Strengths and limitations

This study has both strengths and limitations. A strength of this study was that it included perspectives from both health care providers and people diagnosed with TB who use alcohol. However, as with any qualitative study, our findings may not be generalizable due to small sample size, which is expected. Our sample size was especially impacted by COVID-19 restrictions around social distancing for groups. Secondly, almost all of the KIs were female. Although this is representative of the gender ratio of nurses in healthcare settings in the Western Cape, there were no male perspectives included for healthcare workers. Conversely, a study strength is that for FGDs, participants who self-identified both as male or female were included to provide balanced gender responses.

Conclusion

The study showed that in a high-burden TB setting, there were a number of reasons for persistent unhealthy alcohol use and the need for additional services integrated into care to address both TB disease and alcohol. A need for uniform screening for alcohol use in the healthcare setting emerged from this study, as well as the potential delivery of intervention services by trained CHWs.
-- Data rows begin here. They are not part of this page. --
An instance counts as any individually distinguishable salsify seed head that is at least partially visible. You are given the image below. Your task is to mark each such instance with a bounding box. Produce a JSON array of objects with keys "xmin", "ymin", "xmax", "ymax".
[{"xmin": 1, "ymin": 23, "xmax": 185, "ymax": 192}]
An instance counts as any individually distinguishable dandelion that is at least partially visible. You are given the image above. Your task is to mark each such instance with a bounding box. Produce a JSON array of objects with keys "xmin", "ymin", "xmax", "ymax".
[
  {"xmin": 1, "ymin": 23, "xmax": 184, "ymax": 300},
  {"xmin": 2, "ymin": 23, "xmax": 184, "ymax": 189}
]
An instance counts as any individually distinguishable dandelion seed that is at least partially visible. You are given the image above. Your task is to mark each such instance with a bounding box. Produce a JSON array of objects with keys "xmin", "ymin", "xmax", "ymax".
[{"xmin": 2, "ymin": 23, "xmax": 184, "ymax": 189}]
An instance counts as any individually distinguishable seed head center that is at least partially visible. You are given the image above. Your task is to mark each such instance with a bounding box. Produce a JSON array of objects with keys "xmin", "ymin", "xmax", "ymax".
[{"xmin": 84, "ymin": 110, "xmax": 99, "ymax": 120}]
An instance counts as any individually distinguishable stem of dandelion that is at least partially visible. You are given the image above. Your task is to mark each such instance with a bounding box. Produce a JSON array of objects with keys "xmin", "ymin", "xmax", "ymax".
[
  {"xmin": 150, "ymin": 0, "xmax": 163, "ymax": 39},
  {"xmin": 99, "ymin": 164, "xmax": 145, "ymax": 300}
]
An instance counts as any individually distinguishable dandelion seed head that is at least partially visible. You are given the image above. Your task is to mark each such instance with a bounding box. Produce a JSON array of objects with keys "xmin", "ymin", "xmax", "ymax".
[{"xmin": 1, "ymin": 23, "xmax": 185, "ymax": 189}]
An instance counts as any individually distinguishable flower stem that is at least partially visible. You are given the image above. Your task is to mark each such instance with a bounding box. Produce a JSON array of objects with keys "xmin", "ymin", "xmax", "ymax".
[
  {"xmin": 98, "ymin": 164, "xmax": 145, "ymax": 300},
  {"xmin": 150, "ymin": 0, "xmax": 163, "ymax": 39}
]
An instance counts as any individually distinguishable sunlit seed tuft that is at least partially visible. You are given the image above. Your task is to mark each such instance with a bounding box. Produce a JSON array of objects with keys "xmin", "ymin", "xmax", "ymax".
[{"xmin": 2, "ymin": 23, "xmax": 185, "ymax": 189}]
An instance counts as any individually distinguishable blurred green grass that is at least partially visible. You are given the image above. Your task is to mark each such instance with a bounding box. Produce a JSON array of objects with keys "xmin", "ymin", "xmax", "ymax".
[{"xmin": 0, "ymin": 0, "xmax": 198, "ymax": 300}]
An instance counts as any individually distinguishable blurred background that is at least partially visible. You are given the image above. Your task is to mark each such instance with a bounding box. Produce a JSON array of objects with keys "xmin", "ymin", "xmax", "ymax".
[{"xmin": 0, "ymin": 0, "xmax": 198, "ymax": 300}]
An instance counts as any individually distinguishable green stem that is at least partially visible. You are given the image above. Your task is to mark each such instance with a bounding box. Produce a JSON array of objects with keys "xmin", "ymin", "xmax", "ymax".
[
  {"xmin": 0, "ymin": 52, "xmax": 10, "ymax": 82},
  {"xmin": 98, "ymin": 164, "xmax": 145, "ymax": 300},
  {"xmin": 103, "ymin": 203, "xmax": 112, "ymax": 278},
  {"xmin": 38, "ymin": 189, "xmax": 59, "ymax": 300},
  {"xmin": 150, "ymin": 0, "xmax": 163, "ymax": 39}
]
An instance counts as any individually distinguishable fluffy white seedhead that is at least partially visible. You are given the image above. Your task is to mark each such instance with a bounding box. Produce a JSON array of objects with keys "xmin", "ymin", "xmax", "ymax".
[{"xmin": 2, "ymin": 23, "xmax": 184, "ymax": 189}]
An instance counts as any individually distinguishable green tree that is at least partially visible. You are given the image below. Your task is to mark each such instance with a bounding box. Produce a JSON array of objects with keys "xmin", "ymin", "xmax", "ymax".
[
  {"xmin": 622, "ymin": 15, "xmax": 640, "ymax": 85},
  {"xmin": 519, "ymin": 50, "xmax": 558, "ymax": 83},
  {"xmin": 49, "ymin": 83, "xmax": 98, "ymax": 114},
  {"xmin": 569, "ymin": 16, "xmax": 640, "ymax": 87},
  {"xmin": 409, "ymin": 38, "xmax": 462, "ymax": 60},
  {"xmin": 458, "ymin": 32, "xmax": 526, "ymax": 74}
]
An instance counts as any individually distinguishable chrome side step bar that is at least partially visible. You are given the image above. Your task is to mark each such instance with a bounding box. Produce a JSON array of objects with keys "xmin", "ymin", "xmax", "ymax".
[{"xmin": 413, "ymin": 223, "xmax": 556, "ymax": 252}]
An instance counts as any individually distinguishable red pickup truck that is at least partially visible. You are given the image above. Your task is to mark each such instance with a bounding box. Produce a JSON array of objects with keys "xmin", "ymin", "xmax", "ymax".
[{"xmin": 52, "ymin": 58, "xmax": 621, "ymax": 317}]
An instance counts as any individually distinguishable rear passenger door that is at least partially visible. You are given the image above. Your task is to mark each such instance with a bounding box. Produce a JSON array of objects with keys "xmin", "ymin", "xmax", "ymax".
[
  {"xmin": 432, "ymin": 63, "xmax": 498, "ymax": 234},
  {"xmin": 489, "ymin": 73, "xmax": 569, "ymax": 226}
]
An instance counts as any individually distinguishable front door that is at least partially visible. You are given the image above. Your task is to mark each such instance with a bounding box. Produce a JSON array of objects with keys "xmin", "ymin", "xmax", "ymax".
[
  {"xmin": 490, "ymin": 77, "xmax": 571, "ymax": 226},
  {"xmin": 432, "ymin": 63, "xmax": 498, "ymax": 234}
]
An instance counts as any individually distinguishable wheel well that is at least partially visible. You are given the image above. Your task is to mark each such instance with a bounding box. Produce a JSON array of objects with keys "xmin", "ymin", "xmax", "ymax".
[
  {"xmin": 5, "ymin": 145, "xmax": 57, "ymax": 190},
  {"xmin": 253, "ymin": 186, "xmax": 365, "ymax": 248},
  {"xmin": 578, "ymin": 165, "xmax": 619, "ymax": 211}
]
Since there were a number of misperceptions about TB in general, as well as the association between alcohol use and TB disease, education would be useful for patients, the community and those who deliver services to them. Overall, the suggestion from these findings is to strengthen services to allow for the provision of accessible, specialised services for alcohol among those with TB in a non-judgemental manner, including a clear referral pathway for patients identified as having a potential alcohol use disorder.